Bridging the gap between research and practice
Most people say that the most important challenge is how we improve practice. How can we examine the support we provide to children and young people and identify how it can be improved? There's a great wealth of research evidence about what works. But people still find it hard to access - they still find it hard to understand what it means for their day to day work.
That's why we decided to publish Promoting the Wellbeing of Children in Care – to help bridge the gap between research and practice. We've brought together leading academics and practitioners from across the UK to set out recommendations for changes to practice and policy based on the latest research.
We need to transform the way we think about care
Pulling together contributions for the book made it clear that we need to transform the way in which we think about care. The research presented by the authors clearly demonstrates how our understanding about the care system influences its effectiveness. We need to change this by using the latest research to understand what aspects of practice and policy must change. Achieving significant change requires us to examine the role that care plays in both our family support and child protection systems. We all need to identify how to improve family support, but also understand when care is in the best interests of children and young people.
Editing the book identified a number of cross-cutting themes which are critical to this improvement. Our care system needs a greater focus on mental health and emotional wellbeing, providing support based on individual needs; our work at the NSPCC shows that too often the need to improve mental health is forgotten.

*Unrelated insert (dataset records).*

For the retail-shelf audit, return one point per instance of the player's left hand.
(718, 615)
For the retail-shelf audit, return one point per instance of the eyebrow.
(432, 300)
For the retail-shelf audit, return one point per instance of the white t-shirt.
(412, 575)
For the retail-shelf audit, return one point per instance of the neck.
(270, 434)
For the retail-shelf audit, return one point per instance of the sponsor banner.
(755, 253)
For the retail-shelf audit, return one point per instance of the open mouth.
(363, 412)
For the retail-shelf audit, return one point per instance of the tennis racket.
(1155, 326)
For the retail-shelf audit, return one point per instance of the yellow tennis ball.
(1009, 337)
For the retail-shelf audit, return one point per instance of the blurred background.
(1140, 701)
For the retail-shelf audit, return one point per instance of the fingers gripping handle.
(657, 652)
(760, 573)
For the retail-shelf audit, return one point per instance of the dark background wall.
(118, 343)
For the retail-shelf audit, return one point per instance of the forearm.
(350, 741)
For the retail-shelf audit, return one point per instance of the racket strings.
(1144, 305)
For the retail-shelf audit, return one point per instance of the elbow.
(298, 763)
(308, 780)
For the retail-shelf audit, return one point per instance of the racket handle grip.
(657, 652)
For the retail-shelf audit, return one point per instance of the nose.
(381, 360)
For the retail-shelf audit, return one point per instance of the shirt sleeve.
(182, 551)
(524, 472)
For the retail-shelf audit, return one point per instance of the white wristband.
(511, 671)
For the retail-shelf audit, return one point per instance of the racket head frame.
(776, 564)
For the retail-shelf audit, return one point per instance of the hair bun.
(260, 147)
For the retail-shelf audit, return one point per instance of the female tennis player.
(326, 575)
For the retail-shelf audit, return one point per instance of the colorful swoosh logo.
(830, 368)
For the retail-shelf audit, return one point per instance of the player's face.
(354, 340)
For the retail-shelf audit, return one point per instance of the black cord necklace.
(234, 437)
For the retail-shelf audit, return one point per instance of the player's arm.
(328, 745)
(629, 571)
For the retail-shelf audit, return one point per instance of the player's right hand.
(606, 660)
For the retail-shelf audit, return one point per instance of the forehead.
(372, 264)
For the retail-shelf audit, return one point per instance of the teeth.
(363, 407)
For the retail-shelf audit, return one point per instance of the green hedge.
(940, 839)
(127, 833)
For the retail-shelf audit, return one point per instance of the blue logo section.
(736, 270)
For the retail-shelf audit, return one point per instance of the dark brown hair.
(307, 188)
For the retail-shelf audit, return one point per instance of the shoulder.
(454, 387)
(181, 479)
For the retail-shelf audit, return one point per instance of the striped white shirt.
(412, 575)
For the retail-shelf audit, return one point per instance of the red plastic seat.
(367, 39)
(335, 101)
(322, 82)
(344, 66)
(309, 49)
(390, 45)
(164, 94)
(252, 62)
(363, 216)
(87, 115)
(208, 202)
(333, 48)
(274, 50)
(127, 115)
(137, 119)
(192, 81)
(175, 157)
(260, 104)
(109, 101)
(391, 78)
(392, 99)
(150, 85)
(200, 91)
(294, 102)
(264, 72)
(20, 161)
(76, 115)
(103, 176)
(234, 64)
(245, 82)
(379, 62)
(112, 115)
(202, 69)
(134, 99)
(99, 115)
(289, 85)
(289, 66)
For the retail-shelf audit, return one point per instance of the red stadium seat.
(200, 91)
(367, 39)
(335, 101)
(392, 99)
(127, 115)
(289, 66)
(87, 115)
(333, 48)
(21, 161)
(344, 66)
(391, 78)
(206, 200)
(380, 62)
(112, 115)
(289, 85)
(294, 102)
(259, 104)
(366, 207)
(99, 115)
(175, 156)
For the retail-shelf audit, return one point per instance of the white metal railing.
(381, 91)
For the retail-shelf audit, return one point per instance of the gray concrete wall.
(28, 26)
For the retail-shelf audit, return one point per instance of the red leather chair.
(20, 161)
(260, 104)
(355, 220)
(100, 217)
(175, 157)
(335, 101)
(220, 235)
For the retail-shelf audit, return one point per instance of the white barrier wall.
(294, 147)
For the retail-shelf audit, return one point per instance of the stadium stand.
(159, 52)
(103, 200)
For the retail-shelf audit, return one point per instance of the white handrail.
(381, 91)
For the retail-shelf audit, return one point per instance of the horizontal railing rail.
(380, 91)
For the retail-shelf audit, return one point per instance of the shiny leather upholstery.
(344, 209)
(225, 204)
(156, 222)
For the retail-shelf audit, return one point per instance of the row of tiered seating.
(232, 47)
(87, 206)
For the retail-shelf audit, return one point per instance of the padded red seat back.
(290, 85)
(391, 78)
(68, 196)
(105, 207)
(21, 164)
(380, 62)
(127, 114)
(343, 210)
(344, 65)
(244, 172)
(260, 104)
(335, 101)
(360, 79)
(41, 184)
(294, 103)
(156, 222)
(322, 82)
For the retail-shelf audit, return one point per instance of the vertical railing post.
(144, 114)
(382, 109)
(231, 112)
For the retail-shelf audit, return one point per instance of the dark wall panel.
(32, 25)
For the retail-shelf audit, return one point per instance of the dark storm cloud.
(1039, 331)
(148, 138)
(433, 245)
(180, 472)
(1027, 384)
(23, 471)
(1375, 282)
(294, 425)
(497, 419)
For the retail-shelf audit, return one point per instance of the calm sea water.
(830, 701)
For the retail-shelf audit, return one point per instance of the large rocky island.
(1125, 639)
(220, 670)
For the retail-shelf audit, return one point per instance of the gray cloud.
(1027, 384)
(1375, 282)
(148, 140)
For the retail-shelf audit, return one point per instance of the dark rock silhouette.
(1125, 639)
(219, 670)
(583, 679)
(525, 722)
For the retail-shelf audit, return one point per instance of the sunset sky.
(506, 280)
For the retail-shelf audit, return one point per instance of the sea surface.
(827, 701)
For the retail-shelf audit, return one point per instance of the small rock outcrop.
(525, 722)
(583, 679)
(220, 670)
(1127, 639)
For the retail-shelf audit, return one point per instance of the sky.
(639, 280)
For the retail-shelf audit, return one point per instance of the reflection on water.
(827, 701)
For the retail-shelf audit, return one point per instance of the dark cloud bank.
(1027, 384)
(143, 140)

The research shows that it's vital that children and young people are supported to develop strong, stable relationships. They are critical to safeguarding and promoting their wellbeing. Again, this is often overlooked and systems and services unnecessarily disrupt and break up this stability. The messages from research show us a way in which we can achieve this. We need to view care as part of an integrated family support and child protection system, developing the workforce and addressing variation between, and within, authorities. This whole-system thinking should shape the way in which we seek to improve the lives of children in care.
Let's prioritise children in care
Taking a child into care will always be one of the hardest decisions that we have to take. We must make sure that our decision-making, practice, and the services we provide to children, young people and their families is of the highest quality possible. Tackling this challenge requires us to bridge the gap between research and practice and learn from what works.
Promoting the Wellbeing of Children in Care brings together messages from the latest research about children in care in one place and sets out a range of practical ways to improve the effectiveness of our care system. Whether it's central to the general election or not, it's the responsibility of all of us to make sure that we give this the priority it deserves.